ADHDが苦手とするのは、整理整頓や家事、落ち着いた行動、そして繊細な気配りなどだ。ゆえに、ADHDの女性は「女性らしい行動」を求められる辛さがあるという。結果、「女性だから家事は出来て当然」というプレッシャーを家族から受けたり、家事が出来ない自分を責めすぎたりするのだ。


また、性自認の章ではないが、『自閉スペクトラム症の女の子が出会う世界』で、ヘンドリックはさらに重要な指摘をしている。


それは、ASDの女性は性暴行を受けるリスクが高いということだ。


「誘いの合図を読み取れなかったり、世間知らずだったり、他人の言動を額面通りに受け取ったりすることは、特に弱い立場にある女性の場合は問題を引き起こしかねない。ASDの女性は、言われたことを鵜呑みにし、自分と同じように他の人も善意で行動していると思い込んでしまう。」


そして、私が知るMtF(男→女)や「トランス女性」もまた、性暴力の経験者が非常に多い。

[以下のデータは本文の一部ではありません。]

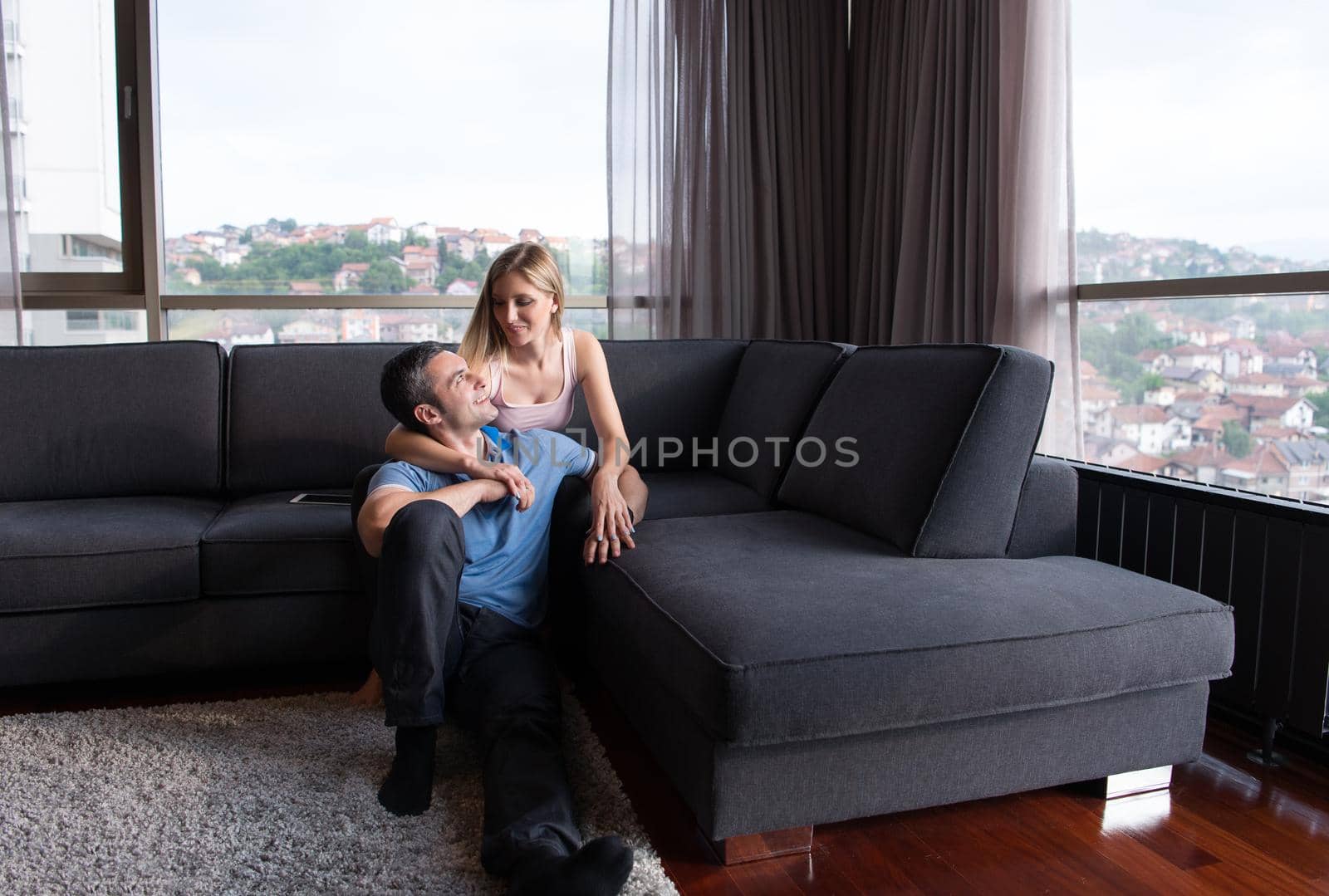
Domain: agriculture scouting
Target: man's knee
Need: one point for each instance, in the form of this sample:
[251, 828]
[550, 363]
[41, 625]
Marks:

当然、「彼女」たちにASDが多いこととも無関係ではないだろう。性暴力の結果、自分の身体や男性への嫌悪が募り、性別違和を悪化させた事例も散見される。その場合、彼らに必要なのは性別適合医療ではなく、心のケアであるはずだ。


性別違和と発達障碍の関連についてもう一つ述べなければならないことがある。


すなわち、当事者たちの言動だ。


「トランス女性」やMtF(男→女)の中には、非常識な言動の目立つ者も多い。女性スペースへの侵入を繰り返す者、「子宮があるのはシス女性特権」「生理が来るのはシス女性特権」と言って顰蹙を買う者もいる。


私の知人のMtF(男→女)(戸籍変更済み・重度のASD)は、「私は不妊の女性だ」と言い、「女性特有の病である不妊症と一緒にするな」と非難を浴びていた。


「自分は不妊の女性」という発言は間違いなくASDの症状だ。「自分は女性である」という認識と「子供が産めない」という事実を照らし合わせてそのまま解釈したのだ。


ASD当事者は「コンピューターのような人」と言われる。明確な言葉でなければ理解できない場合が多い。文字通りの意味で言葉を解釈し、誤って理解することもある。


文字通りの意味で言葉を解釈したとき、世界に対する認識は歪む。


では、ASDとGIDを併発した場合、性別についてどう理解するのだろう。


「女性とは『こう』である」「男性とは『こう』である」という性規範ジェンダーロールを、言葉通りの意味で理解するのではないか。ここに自分を照らし合わせ、自分を女性だと解釈することは、ASDの症状としてはおかしくない。子宮や生理などは、自分から欠落した部品のように捉えるだろう。


その場合、女性スペースを使うことは当然だと考えるはずだ。何しろ、「女性とは『こう』である」という言葉を文字通り理解し、自分を女性だと解釈したのだ。「女性は女性スペースに入るもの」という言葉も機械的に実行するだろう。


自称「トランス女性」やMtF(男→女)の言動に対し、女性蔑視だと怒る人は多い。中には、「女より男が弱いわけがない」と言って性同一性障碍を否定する人もいる。


怒りが湧くのは当然だ。しかし「女より男が弱いわけがない」という言葉は、「男より弱い自分はやっぱり女だったんだ」と解釈される可能性がある。


――性自認とは何か?


それは結局のところ、


――自分をどう解釈するか?


なのだ。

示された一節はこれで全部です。